🚩 The Breaking Point
FinVault had crossed 8,000 registered users but their monolithic PHP portal — originally built in 2019 — was not designed for this scale. During peak market hours (9:15 AM–11:30 AM IST), the server would hit 100% CPU utilization, causing session timeouts and incomplete portfolio loads. Their biggest enterprise client threatened to terminate the contract after losing ₹3.2 Lakhs due to a delayed sell signal caused by stale data.
The core architectural flaw: all data — live prices, NAV, portfolio P&L — was fetched via a single cron job every 45 minutes. There was no event-driven mechanism, no caching strategy, and no horizontal scalability plan.
🔍 Discovery & Audit
| System Area | Issue Found | Impact |
|---|---|---|
| Database Layer | N+1 queries, no indexing | Page load 14s avg |
| Data Freshness | 45-min cron polling | Stale investment data |
| Frontend Architecture | jQuery + inline CSS spaghetti | Zero mobile support |
| Scalability | Single VPS, no load balancing | Crashes at 500+ users |
🛠️ The Architecture Rebuild
Phase 1 — Decouple the Monolith
We split the application into 4 independent microservices: Auth Service (JWT), Portfolio Engine, Market Data Streamer, and Notification Service. Each service communicated via a Redis Pub/Sub message queue, eliminating direct database chaining and allowing independent scaling.
Phase 2 — Real-Time Data Pipeline
Replaced 45-minute cron polling with a WebSocket-based live stream from NSE/BSE market data APIs. A Node.js event emitter layer processed and broadcast price ticks to connected clients in under 800ms. Redis cached the last 100 ticks per symbol — serving 95% of requests without touching PostgreSQL.
Phase 3 — Next.js Frontend
The entire UI was rebuilt in Next.js 14 with App Router. Portfolio charts used Chart.js with real-time dataset updates via WebSocket listeners. Server Components handled initial data hydration; Client Components handled live tick updates — achieving an LCP of 1.1 seconds on mobile.

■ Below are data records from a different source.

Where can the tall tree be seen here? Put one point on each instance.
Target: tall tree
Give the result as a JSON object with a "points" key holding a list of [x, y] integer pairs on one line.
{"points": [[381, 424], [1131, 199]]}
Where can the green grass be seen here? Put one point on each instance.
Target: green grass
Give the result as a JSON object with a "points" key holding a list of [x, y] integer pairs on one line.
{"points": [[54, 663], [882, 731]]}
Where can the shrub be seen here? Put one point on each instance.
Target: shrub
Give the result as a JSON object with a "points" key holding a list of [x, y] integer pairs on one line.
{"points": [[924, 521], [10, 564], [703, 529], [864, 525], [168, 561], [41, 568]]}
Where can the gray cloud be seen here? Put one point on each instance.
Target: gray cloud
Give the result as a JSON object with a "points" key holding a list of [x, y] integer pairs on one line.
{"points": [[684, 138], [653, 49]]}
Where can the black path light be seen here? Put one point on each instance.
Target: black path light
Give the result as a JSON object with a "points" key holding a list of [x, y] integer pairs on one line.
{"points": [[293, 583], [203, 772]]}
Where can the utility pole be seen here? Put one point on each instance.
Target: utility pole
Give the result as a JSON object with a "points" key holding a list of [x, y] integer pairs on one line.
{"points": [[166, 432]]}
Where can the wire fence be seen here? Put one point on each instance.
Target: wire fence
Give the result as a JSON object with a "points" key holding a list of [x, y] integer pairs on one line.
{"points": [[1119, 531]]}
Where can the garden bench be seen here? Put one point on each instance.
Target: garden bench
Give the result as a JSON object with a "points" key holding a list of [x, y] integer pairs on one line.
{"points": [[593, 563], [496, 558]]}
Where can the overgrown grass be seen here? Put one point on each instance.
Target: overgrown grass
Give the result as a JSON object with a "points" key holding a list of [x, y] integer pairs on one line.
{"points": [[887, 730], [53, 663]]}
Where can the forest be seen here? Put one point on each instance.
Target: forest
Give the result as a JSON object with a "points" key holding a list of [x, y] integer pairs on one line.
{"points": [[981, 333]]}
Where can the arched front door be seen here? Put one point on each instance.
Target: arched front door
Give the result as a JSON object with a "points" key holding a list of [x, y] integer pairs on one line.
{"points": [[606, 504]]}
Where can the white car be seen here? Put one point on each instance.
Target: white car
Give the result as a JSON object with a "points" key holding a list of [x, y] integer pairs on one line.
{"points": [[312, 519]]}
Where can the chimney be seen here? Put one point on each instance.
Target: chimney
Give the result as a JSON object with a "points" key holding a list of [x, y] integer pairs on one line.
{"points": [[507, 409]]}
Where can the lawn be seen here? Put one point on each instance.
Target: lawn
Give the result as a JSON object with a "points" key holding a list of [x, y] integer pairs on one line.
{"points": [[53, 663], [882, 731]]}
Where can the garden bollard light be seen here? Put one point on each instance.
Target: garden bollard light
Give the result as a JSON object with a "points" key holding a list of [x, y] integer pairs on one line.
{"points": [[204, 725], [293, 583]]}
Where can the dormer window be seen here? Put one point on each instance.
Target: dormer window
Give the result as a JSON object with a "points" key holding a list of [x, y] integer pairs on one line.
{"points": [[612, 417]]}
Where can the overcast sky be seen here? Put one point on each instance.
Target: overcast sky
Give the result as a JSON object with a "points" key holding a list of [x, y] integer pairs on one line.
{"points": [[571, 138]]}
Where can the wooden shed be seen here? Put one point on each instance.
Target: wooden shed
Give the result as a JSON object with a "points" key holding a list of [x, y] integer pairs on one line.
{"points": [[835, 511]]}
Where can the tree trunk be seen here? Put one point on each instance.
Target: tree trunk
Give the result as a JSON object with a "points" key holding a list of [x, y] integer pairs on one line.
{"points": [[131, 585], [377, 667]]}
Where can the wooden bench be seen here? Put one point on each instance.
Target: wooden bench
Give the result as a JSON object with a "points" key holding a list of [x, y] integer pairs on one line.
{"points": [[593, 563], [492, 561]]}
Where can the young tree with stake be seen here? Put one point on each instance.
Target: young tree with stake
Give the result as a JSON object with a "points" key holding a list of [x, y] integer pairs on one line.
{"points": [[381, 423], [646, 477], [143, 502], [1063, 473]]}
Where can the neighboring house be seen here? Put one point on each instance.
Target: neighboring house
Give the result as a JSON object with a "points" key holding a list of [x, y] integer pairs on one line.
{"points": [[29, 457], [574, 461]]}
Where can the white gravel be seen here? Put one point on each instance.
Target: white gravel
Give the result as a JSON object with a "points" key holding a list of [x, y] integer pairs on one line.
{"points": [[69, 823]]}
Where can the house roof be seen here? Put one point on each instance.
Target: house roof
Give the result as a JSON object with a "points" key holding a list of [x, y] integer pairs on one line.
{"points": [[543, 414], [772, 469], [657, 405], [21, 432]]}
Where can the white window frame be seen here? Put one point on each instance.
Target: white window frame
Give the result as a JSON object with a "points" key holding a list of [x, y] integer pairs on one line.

Phase 4 — Infrastructure & DevOps
Deployed on Docker containers with Nginx reverse proxy on a 3-node cluster. GitHub Actions CI/CD pipeline ran automated tests on every push with zero-downtime blue-green deployments. Cloudflare CDN handled static asset serving with edge caching across 12 global PoPs.
📈 Outcome: 60 Days Post-Launch
| Metric | Before | After | Delta |
|---|---|---|---|
| Data Latency | 45 minutes | 800ms | -99.97% |
| Peak Concurrent Users | 500 (crashes) | 12,000 (stable) | +2300% |
| Page Load Time (avg) | 14.2s | 1.1s | -92% |
| Client Retention (30-day) | 38% | 82% | +116% |
| System Uptime | 94.2% | 99.97% | +5.77 pts |